EMUI 8.0 runs fairly well on this hardware, and while not as snappy or fluid as stock Android, it does offer more functional options which you may like, and has some added intuitive features.
|Operating System||Android 8.0 Oreo with EMUI 8.0|
|Display||5.65-inch Full HD+ (2160 x 1440) IPS|
18:9 aspect ratio
|Processor||HiSilicon Kirin 659 processor, clocked at up to 2.36GHz|
Expandable up to 256 GB with microSD card
|Front Camera||13 MP + 2MP with LED flash|
F2.0 wide aperture
|Rear Camera||13 MP + 2MP with LED flash |
|Battery||3,000 mAh |
Smart Power 5.0
Pricing and final thoughts
The Honor 9 Lite is an affordable mid-range smartphone that covers all the bases – stunning design, latest Android version, front and rear dual cameras, and an 18:9 display. That alone makes it a well-rounded package.
The Honor 9 Lite could be a stunning all-rounder, but while it checks all the boxes, it does not dazzle.

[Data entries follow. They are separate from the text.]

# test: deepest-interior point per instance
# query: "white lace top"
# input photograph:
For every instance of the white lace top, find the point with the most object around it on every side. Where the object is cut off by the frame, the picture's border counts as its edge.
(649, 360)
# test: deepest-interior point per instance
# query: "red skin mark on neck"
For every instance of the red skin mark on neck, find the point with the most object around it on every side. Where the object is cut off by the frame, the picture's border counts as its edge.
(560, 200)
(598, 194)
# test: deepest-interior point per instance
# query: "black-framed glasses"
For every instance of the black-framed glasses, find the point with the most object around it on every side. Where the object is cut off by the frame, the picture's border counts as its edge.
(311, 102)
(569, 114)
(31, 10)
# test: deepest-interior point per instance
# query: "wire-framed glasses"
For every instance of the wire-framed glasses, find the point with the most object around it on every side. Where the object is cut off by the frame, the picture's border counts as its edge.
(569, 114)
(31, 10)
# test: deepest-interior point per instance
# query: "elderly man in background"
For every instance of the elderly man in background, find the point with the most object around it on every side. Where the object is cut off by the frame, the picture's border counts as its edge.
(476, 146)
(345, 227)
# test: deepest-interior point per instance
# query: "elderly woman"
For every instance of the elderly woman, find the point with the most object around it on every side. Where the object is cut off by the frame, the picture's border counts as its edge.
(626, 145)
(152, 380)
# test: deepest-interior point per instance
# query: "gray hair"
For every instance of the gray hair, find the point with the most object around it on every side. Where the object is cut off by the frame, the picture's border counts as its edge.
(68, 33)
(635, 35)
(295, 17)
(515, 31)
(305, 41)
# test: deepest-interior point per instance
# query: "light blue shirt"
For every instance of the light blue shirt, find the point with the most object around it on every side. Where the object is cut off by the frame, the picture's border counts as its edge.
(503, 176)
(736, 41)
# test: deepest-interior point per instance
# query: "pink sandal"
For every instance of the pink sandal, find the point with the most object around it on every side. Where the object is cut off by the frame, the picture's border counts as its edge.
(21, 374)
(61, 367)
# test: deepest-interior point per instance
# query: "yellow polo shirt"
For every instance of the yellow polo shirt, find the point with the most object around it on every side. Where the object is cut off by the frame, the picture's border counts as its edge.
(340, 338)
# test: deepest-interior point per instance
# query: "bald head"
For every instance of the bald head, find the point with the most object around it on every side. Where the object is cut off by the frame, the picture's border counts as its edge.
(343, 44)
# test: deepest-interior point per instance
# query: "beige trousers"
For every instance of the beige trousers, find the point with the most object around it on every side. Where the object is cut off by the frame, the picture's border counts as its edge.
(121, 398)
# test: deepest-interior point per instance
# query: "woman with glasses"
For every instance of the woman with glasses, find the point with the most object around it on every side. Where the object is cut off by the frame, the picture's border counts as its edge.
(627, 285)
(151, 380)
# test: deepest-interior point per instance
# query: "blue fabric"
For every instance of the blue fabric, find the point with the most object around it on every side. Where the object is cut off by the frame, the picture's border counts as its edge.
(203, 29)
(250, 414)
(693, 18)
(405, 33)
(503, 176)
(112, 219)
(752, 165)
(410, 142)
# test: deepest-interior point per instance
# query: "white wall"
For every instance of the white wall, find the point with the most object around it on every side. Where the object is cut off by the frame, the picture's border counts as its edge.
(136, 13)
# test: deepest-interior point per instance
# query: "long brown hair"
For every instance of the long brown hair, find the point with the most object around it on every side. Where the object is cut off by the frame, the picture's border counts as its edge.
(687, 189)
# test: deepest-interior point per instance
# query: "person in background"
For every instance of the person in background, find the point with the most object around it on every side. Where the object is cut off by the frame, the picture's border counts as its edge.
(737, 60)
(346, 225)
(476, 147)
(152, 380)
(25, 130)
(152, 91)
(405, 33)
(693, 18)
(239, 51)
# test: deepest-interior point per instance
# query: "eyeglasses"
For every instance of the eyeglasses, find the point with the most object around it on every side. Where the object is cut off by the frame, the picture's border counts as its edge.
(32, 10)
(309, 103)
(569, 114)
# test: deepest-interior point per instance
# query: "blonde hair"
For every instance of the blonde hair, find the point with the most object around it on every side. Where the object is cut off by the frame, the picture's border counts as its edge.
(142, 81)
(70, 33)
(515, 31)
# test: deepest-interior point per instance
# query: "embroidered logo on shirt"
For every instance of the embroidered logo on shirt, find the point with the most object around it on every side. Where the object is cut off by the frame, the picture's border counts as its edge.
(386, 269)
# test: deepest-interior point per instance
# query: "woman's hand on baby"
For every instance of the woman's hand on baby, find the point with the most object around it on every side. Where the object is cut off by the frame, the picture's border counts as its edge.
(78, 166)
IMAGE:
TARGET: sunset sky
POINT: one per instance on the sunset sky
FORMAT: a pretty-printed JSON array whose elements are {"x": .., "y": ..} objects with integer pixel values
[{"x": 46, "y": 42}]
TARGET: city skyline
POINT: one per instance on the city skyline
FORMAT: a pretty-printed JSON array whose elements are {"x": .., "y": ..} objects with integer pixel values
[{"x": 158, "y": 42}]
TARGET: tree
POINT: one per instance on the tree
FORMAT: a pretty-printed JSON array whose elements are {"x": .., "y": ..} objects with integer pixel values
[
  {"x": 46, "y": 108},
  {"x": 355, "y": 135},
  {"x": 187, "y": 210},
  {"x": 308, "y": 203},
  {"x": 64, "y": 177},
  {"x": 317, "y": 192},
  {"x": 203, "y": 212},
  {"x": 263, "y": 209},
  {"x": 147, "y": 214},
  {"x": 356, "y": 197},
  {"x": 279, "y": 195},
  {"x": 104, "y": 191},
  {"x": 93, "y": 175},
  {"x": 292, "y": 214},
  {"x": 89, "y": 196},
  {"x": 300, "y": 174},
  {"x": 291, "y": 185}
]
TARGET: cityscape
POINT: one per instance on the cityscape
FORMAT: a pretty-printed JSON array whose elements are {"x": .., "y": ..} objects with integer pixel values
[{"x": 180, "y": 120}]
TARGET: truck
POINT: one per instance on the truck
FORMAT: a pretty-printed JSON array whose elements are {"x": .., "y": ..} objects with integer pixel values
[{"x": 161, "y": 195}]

For casual smartphone users who’d like a stunning looking device, the Honor 9 Lite base variant at ₹10,999 in India (~$171) is a nice pick in the sub-$200 price-point. But if you like to stretch your smartphone, the Honor 9 Lite is not without its shortcomings. Also, at ₹14,999 (~$234), the higher spec’d variant charges quite a premium for the extra bit of RAM and storage. So much so that you might want to look at other options on the shelves – we’ve complied a list of the best cheap phones here, including the Moto G5 Plus, Nokia 6, or even the LG Q6.
For a direct comparison, the slightly older Honor 7X is a hardware carbon-copy, with 4GB of RAM (only), and at a similar price point (₹12,999/$199.99). The main difference is that it trades the good looks of the 9 Lite for a sturdier body, and runs Nougat, but Huawei has promised it will be updated to Android Oreo in the next quarter.